The number of companies that raised venture capital for the first time also rose to 999 last year from 774 in 2009. While that remains at the low end of the typical 1,000 to 1,200 first-time fundings that occur annually, Taylor said it’s a healthy sign that new companies are being brought into the venture capital “ecosystem.”
The Philadelphia area remains a venture capital side street compared with the superhighway of Silicon Valley, where $8.5 billion was invested in 2010, and thruway of New England, the destination for an additional $2.5 billion.
Locally, about $431 million in venture capital was invested in 118 companies during 2010. The number of deals was up 24 percent from 95 in 2009, but the amount invested was down slightly from $435 million.
Len Combs, a PricewaterhouseCoopers partner focused on life sciences in Philadelphia, said he sees the rising deal flow as a positive sign. With the economy picking up, the increased number of financings shows that venture capital firms are “willing to put their money to work now,” he said.

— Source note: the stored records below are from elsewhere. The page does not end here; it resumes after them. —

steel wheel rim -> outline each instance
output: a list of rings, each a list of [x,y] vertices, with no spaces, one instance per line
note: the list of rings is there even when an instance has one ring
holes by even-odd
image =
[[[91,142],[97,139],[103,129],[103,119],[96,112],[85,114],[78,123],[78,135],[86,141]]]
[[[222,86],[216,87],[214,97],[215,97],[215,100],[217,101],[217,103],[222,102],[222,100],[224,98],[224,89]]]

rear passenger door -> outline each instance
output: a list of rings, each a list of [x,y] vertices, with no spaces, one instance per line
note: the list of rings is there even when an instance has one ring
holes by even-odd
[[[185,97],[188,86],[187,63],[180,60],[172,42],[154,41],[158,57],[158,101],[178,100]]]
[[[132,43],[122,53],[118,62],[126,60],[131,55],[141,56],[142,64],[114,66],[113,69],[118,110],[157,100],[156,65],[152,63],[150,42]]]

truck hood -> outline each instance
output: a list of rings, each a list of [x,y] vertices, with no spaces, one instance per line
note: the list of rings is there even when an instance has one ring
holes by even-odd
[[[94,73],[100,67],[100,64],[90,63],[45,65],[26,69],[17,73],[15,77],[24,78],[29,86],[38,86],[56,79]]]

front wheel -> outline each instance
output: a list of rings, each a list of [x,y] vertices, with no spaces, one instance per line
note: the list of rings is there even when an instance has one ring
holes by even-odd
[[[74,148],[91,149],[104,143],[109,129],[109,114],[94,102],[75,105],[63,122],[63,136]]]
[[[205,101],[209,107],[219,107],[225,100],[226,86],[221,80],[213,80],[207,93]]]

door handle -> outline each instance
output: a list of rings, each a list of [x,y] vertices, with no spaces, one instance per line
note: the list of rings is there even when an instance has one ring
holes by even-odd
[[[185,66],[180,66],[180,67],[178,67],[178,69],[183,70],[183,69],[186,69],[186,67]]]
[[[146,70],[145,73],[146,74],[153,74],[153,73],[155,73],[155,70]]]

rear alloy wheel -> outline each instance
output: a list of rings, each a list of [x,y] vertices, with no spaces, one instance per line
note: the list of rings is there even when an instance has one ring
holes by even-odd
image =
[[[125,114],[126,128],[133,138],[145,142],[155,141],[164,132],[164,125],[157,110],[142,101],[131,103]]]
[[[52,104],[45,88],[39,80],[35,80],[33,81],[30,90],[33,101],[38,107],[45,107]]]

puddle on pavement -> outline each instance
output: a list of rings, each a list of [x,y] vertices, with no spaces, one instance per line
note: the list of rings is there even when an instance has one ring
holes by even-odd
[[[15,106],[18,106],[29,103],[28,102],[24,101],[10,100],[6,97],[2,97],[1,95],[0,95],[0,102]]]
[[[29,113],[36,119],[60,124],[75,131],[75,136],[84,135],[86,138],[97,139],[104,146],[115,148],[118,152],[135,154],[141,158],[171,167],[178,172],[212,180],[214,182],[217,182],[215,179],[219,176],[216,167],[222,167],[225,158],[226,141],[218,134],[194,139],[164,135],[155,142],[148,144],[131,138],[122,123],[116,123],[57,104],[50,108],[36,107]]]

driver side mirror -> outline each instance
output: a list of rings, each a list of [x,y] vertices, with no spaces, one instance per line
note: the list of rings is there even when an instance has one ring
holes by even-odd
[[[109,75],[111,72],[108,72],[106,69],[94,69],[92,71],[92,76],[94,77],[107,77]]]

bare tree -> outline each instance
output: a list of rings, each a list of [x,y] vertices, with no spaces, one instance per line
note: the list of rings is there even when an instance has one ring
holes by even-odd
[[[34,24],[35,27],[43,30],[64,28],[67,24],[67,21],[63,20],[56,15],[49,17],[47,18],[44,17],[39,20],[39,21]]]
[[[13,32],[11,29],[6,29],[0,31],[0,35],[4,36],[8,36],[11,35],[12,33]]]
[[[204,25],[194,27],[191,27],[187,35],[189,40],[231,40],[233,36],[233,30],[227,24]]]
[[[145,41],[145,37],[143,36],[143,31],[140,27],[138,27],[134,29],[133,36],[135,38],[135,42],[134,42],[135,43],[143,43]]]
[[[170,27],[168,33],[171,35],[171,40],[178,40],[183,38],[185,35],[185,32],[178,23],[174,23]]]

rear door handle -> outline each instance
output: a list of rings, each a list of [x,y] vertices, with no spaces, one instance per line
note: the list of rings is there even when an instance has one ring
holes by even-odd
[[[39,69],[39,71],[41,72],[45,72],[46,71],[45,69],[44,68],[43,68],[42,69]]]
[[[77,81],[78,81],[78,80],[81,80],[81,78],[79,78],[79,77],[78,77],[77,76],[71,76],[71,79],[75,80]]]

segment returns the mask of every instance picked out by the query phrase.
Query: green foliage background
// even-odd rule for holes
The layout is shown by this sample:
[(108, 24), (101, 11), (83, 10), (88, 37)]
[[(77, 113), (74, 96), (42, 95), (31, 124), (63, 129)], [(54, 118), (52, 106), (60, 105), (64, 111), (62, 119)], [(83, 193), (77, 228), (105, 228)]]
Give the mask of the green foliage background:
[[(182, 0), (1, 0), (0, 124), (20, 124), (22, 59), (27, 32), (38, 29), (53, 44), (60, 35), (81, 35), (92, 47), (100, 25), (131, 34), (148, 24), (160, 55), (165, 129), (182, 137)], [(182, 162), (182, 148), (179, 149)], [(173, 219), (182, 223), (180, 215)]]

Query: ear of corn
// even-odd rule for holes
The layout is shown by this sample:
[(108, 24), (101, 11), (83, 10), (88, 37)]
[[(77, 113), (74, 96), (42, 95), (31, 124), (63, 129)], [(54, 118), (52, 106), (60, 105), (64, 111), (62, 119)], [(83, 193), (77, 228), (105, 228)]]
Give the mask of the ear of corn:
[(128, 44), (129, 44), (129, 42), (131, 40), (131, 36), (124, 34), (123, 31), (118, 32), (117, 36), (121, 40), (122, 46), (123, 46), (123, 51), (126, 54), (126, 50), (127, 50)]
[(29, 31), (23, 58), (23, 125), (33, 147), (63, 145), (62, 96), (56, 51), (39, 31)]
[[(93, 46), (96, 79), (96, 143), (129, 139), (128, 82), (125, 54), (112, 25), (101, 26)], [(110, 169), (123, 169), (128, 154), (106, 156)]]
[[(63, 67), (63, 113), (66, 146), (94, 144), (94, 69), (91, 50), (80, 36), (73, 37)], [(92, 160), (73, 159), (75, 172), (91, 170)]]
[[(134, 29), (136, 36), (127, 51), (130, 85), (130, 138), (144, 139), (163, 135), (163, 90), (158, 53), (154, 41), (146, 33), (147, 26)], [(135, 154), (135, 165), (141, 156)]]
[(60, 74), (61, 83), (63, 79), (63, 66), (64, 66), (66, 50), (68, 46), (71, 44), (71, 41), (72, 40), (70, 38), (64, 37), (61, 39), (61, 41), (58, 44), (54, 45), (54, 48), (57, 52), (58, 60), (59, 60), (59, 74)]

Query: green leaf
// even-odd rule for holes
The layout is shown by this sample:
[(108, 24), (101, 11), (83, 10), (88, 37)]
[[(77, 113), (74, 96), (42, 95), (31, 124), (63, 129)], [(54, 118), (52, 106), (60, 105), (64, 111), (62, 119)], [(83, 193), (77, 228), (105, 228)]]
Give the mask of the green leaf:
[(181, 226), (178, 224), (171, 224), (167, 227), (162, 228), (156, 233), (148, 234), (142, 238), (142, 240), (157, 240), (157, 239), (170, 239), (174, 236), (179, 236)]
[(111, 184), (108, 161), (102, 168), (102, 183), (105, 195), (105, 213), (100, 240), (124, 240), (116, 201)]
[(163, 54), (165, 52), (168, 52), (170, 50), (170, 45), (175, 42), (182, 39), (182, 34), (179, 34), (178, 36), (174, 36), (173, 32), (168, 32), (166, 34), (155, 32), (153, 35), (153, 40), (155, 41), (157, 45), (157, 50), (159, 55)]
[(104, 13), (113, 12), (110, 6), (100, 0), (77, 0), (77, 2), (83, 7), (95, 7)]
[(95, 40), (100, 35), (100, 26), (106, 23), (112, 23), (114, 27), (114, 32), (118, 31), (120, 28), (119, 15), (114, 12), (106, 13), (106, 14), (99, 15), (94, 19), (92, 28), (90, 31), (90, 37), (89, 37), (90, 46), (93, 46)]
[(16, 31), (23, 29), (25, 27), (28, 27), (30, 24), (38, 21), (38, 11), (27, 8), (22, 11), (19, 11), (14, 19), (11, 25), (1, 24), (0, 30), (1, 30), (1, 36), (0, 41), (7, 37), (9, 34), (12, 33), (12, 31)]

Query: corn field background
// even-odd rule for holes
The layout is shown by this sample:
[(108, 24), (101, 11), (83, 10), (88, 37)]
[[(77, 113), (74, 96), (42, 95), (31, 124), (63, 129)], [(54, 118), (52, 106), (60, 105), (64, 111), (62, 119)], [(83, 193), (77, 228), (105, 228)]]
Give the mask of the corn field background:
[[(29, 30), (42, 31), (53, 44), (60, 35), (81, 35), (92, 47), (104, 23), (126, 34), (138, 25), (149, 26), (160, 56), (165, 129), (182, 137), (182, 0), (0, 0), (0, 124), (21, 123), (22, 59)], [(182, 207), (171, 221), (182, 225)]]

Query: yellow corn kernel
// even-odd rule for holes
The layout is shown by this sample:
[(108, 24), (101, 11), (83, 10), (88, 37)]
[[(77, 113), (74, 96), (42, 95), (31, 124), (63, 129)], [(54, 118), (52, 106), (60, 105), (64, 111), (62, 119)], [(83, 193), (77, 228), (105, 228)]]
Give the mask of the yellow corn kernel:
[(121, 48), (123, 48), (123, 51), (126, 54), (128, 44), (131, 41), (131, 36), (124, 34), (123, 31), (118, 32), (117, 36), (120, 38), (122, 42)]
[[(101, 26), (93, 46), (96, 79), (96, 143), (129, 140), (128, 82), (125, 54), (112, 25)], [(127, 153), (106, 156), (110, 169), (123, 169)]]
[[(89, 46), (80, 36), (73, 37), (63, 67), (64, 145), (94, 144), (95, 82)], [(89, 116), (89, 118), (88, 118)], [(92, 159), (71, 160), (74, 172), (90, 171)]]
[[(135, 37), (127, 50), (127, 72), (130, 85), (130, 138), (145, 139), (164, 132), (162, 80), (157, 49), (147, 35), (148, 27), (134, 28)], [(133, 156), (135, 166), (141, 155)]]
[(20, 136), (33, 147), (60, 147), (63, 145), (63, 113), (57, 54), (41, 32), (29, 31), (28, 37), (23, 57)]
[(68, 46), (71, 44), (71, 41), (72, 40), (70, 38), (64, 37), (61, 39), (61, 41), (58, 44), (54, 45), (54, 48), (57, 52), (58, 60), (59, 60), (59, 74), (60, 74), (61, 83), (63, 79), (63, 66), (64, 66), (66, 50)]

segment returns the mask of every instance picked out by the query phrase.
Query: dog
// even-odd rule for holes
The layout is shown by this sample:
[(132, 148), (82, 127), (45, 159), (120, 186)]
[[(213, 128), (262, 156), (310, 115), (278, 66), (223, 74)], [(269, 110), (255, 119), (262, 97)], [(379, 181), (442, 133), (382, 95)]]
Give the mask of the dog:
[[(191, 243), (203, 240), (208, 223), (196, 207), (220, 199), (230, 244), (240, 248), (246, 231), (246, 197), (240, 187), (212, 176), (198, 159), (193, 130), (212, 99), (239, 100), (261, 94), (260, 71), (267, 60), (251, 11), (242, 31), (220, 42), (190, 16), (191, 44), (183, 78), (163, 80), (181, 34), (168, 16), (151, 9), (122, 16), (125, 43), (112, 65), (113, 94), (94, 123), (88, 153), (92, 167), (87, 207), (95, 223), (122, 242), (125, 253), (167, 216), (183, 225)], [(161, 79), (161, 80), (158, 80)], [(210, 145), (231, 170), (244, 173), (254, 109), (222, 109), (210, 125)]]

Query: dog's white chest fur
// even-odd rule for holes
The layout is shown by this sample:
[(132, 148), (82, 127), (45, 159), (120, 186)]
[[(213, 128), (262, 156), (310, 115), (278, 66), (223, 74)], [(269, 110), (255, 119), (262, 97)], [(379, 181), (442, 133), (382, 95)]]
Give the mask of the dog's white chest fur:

Nationally, the number of seed-stage deals climbed 4 percent and early-stage deals increased 25 percent in 2010. Both categories accounted for 46 percent of all deals last year.
Of the area companies that received funding in 2010, 64 were classified as in the seed/start-up or early stages, which tend to be businesses that are less than three years old and may or may not be generating revenues.
Philadelphia diverged from national trends last year as biotechnology remained the top sector for venture investment, in terms of both deals and dollars. Nationally, software firms attracted $3.96 billion in 2010, while biotech firms received $3.69 billion.
In the Philadelphia area, biotech dominated with 30 percent of the deals and attracted 57 percent of the funding during 2010. Venture firms invested $244 million in 35 local biotechnology firms last year, compared with $180 million in 26 biotech firms in 2009.
In fact, the four biggest deals in the fourth quarter locally were in the biotech sector. Malvern-based TetraLogic Pharmaceuticals Inc., which is developing cancer treatments, raised $22.83 million. PhaseBio Pharmaceuticals Inc., also of Malvern, landed $15.18 million, while Horsham’s Galleon Pharmaceuticals Inc. raised $10 million and Yardley’s Velcera Inc. received $6.15 million.